Once I called the hospital they told me to come in right away,  unofrtunately for me Kiyo was at work, and having just moved in I didn't really know anybody around here yet and so rather than get somebody to drive me, I walked 45 minutes to the hospital. 
They got me in for an exam right away and I was told I had nearly no fluid left and also that  they couldn't help the baby at their hospital. I was catheterized and put on bedrest while the called around to find a hospital with an NICU that had also had an open bed in the maternity ward.  It took a while but I was finally able to get a hold of Kiyo and let him know what was going on.  He left work right away and came to the hospital.  It ended up taking over an hour before they found a hospital that was willing to take me.  It was 2 hours away near a downtown area of Tokyo called Ikebukuro.
I was loaded up in an ambulance along with Kiyo and my Dr. and we made the trip down to the hospital.   At the hospital I was given steroid shots to help the baby's lungs develop faster and put on an IV of antibiotics (for an infection) and some stuffthat was supposed to keep me from going into labor.  I was on strict bedrest, not allowed to sit, not even allowed to go to the bathroom. 

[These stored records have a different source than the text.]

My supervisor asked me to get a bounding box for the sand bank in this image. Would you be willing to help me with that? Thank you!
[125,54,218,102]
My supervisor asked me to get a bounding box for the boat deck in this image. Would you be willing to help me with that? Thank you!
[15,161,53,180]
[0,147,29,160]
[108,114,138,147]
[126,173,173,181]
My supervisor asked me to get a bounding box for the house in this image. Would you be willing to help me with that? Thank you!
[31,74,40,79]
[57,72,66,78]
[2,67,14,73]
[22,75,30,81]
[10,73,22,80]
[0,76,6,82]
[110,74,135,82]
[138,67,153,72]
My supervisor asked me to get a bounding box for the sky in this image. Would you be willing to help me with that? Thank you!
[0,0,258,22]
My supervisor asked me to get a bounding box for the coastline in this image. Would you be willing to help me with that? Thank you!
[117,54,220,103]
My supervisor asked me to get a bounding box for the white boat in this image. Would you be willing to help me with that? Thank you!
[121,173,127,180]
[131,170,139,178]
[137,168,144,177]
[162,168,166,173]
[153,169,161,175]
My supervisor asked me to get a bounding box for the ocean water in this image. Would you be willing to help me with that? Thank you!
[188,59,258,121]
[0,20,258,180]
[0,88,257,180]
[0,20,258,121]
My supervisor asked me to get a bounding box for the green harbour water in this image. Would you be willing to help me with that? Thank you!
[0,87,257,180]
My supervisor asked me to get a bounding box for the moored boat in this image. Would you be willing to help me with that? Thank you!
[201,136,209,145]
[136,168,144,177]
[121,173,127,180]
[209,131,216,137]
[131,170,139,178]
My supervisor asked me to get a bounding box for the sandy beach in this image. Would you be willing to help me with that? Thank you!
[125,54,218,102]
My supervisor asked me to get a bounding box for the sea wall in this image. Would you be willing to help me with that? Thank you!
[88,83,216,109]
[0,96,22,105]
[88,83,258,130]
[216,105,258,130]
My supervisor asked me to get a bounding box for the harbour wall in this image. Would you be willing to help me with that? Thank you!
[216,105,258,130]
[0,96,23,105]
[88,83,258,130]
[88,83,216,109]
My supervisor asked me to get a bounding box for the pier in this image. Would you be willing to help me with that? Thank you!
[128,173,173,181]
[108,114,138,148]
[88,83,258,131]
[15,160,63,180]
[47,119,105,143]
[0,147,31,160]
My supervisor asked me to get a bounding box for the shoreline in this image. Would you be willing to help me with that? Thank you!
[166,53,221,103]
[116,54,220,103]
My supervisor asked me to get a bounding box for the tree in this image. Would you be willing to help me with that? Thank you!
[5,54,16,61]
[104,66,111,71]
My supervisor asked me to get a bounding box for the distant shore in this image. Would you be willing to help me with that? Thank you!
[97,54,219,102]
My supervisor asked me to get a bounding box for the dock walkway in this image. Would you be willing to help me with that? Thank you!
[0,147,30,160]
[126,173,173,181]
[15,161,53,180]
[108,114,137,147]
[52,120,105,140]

I was told they were going to try to keep me there for 3 months if possible, this made me so depressed,  the thought of having to live that way for 3 months....  I later found out they really thought I'd be lucky to make it a week.  I don't know if the three months thing was supposed to motivate me to be strong but honestly I would have prefered to hear 'You might make it a few days if you're lucky'.  At least for me that would be more of a motivator to prove them all wrong, to make it as long as possible.  As it was, though I feel horrible about it now,  I really just couldn't wait to get the whole thing over with.  My night charge nurse also did nothing to help me feel any better.  I honestly realize changing an adult's bedpan is like a million time more disgusting than changing a diaper, I really do get that.  But to leave a patient sitting in their own filth because you couldn't be bothered  to do your job and clean them up properly?  Well that's another million times grosser than the changing of said bedpan. 

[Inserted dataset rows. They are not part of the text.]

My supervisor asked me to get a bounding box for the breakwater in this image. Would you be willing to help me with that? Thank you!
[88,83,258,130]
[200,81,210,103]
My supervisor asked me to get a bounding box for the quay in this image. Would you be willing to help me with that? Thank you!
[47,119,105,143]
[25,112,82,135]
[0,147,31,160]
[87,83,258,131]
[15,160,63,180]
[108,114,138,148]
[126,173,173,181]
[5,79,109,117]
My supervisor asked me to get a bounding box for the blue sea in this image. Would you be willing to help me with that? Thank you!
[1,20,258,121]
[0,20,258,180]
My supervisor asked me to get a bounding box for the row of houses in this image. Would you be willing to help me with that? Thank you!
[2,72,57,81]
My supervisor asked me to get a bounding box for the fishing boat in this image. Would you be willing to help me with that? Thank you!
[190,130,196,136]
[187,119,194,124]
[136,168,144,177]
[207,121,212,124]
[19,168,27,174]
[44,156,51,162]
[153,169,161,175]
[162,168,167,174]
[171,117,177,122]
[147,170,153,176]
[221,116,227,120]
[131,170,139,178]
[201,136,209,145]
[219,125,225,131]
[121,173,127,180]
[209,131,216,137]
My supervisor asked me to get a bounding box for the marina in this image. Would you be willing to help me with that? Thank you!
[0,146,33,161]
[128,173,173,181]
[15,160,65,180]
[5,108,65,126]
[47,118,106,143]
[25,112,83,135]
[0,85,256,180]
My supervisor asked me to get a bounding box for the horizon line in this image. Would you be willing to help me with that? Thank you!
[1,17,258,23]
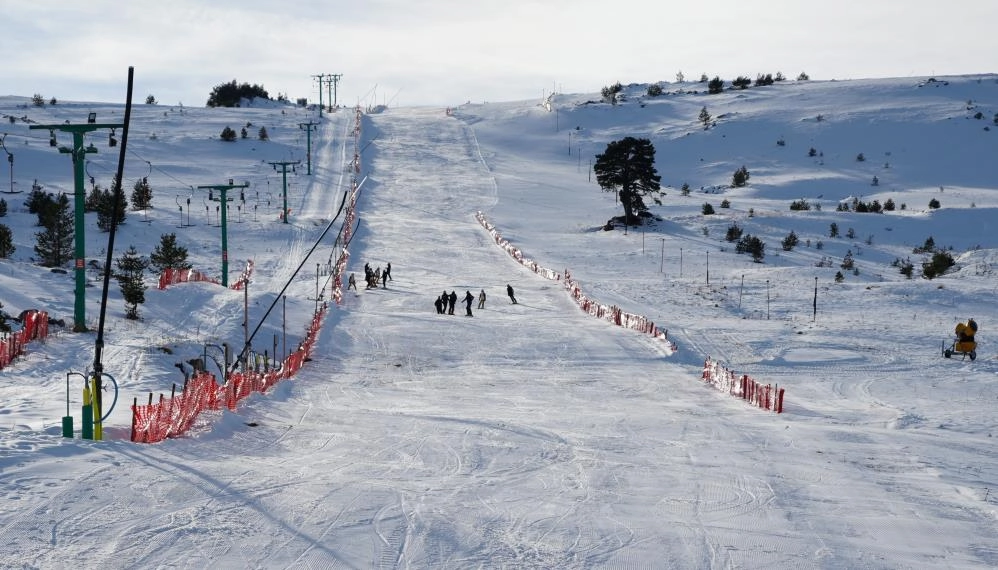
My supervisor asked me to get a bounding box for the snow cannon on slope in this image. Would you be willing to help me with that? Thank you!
[943,319,977,360]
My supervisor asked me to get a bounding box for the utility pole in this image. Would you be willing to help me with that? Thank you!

Needless to say after that night I raised hell with my doctor and was allotted one trip to the toilet a day. 
So my bedrest hospital life went on for a week and on March 12th was told that it was going to be necessary to deliver the following day and I was scheduled for a c-section. 

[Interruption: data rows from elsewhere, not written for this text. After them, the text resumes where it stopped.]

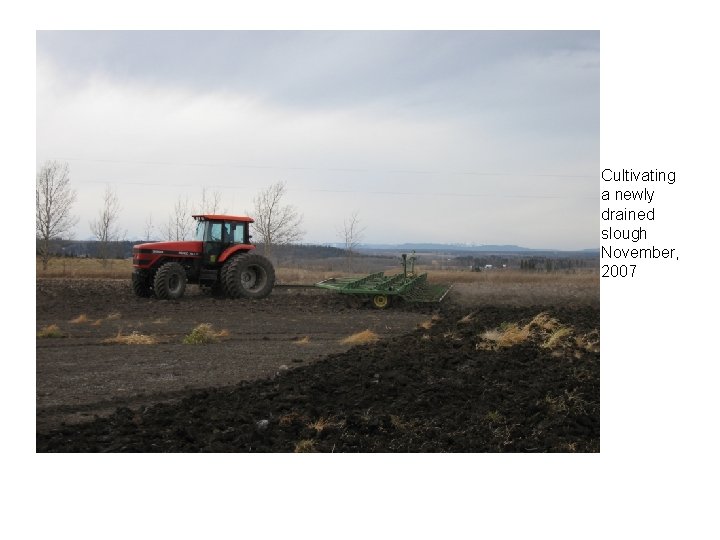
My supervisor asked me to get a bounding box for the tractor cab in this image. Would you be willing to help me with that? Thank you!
[193,214,253,266]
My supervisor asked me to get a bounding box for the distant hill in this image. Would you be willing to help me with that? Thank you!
[358,243,600,256]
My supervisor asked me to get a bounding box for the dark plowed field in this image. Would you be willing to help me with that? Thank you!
[37,280,600,452]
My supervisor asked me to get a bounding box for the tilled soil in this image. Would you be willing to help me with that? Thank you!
[36,280,600,452]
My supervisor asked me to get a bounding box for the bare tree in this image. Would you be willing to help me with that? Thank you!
[253,182,305,256]
[90,185,121,264]
[338,211,365,272]
[197,188,226,214]
[165,197,192,240]
[35,161,77,270]
[145,214,155,242]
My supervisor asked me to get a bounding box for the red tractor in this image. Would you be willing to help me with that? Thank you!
[132,214,275,300]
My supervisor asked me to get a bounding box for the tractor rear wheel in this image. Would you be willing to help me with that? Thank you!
[220,253,275,299]
[132,273,153,298]
[153,262,187,300]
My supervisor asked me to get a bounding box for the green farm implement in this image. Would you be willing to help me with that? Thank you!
[315,254,452,309]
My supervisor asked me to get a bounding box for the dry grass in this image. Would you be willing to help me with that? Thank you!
[418,315,442,330]
[103,330,157,345]
[35,257,132,279]
[340,330,380,345]
[528,311,561,332]
[442,269,600,307]
[183,323,230,345]
[458,313,475,324]
[307,416,345,433]
[542,326,572,349]
[295,439,315,454]
[485,411,505,424]
[477,323,530,348]
[278,411,302,426]
[575,330,600,352]
[37,324,64,338]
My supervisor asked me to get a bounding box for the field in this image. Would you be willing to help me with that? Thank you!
[36,260,600,452]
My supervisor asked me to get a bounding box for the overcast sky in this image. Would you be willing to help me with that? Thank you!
[37,31,600,249]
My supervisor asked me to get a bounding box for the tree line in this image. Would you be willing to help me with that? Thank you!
[35,161,364,270]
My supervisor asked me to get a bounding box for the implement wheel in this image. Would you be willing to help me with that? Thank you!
[373,294,390,309]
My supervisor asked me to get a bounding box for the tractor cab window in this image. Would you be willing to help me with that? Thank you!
[227,223,245,244]
[207,221,224,242]
[195,221,207,242]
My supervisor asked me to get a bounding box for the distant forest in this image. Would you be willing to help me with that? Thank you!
[40,240,599,272]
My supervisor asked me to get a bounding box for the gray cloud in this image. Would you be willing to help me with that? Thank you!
[37,31,599,248]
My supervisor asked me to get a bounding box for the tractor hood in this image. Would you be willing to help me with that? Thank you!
[133,240,202,256]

The operation went pretty much as expected (except that the meds made me puke my guts out during the operation.  The biggest shock though was getting to see the baby,  I didn'T know what the gender was going to be because in Japan they won't tell you until 27 weeks :P  So here on the operating table I find out its a boy,  I never did hear any crying and after a very long time (10 minutes at least) they brought him over so I could see him.  But only very breifly as they had to run him up to the NICU.  But seeing him was the biggest shock.  It was all wrong, he wasn't supposed to be that small,  2lbs had to be bigger than that...

This is the photo Kiyo took of Yosei as they were leaving the operating room and heading up to the NICU.  Not the standard happy very first photo you'd usually get.
This is his first photo after being brought to the NICU.